I used desktop GNU/Linux exclusively at home, and would only use Windows at my day job. I used multiple distributions, starting with Red Hat and then SuSE way back in 1998, and then trying every distribution that caught my interest. I’ve still got a copy of Slackware 8.0 on CD-ROM in my box of old software media. I even managed to install Gentoo Linux from stage one on a dialup connection back in 2003 (using a US Robotics Model 5610 internal modem, incidentally). When I got married I had allowed myself less time to tinker because I didn’t want to screw up the relationship, so I switched to Ubuntu when that first came out, and eventually stared using Debian via Crunchbang once Ubuntu abandoned GNOME in favor of Unity. I’ve run Arch. The last distro I used was Solus.

But that doesn’t answer your question; it merely establishes that I’ve been using GNU/Linux long enough that I had to have done something with it. Here’s what I did with desktop GNU/Linux:

  • I ripped CDs to Ogg Vorbis (and now FLAC) using tools like gRIP and abcde.
  • I rocked out to my ripped CDs with XMMS, cmus, MOC (music on console), and Quod Libet.
  • I wrote short stories like “The Milgram Battery” and novels like Without Bloodshed using text editors like Vim and Emacs.
  • I wrote shell scripts and other little programs for my own use, again with Vim or Emacs.
  • I built my own website on Linux, hand-coding HTML and CSS.
  • I surfed the web using Mozilla Firefox.
  • I revised my writing for publication using LibreOffice.
  • I courted my wife for four years (2000-2004) between the northeast US and southeast Australia using AIM protocol with IM clients like Pidgin and email with clients like Sylpheed and Claws Mail (originally sylpheed-claws).
  • I edited photos and made lolcats using the GIMP.
  • I watched videos compressed using open codecs using mplayer and VLC.
  • I played games. Lots of games. Maybe not as many as are available on Windows, but for a couple of years it was enough that I could run Neverwinter Nights. These days there’s a respectable selection on Steam. 🙂

I did it all on used computers like a Lenovo ThinkPad T430s and a ThinkCentre M92p, though I also bought a Pangolin Performance laptop from System76 back in 2012 that still runs just fine. That’s all in the past, because I stopped using GNU/Linux in October 2016. Now I use OpenBSD.
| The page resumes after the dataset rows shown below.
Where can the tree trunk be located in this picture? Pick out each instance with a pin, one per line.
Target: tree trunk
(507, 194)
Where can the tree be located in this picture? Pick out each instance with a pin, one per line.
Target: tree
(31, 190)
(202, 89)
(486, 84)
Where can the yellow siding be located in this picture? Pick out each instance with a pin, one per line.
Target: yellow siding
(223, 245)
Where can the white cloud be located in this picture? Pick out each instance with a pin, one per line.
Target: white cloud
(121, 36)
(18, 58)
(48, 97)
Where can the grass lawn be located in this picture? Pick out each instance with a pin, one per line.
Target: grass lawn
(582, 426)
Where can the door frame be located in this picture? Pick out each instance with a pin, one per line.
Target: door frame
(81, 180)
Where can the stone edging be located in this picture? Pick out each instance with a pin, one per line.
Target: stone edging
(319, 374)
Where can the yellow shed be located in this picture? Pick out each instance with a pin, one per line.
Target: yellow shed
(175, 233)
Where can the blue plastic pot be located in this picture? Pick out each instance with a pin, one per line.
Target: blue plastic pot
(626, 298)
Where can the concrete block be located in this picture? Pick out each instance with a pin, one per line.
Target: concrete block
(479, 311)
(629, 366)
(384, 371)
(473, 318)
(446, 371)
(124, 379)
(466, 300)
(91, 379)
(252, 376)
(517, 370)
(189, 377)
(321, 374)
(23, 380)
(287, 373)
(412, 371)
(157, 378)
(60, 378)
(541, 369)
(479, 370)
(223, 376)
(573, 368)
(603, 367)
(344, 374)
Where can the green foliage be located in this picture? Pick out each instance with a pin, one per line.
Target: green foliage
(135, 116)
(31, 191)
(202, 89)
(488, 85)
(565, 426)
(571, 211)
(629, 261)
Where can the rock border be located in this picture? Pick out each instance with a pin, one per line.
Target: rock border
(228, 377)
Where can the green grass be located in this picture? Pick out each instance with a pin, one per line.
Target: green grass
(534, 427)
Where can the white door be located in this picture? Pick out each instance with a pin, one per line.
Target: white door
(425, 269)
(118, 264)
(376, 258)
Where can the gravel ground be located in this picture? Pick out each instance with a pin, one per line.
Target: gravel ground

If you’re still reading this, you might wonder why I use Linux at home. I have a few reasons.

  • I was first exposed to Unix in college. Sitting down in front of a Sun Microsystems SPARCstation running SunOS after dealing with PC clones running DOS and Windows 3.1 felt like a huge step upward. It wasn’t big iron, but it was bigger iron than what I could buy at Nobody Beats the Wiz (a defunct electronics chain based in New York where I grew up). When my instructor told me it was possible to run a Unix-style OS on a PC clone, I just had to try it and see for myself.
  • Using desktop Linux was a challenge, and it was also something of an act of defiance — a way to raise my middle finger to big corporations who made the use of computers a requirement for functioning in modern society so that they could turn a profit by filling a “need” that never previously existed.
  • Tinkering with desktop Linux and trying to customize the interface can be a fun way to waste a rainy day.
  • Everything makes sense on Unix. If something breaks, chances are it’s because I did something stupid and I can probably fix it without having to wipe the drive and reinstall the OS.

All of the above also applies to OpenBSD, only more so because OpenBSD can trace its ancestry back to Bell Labs and Unix via BSD.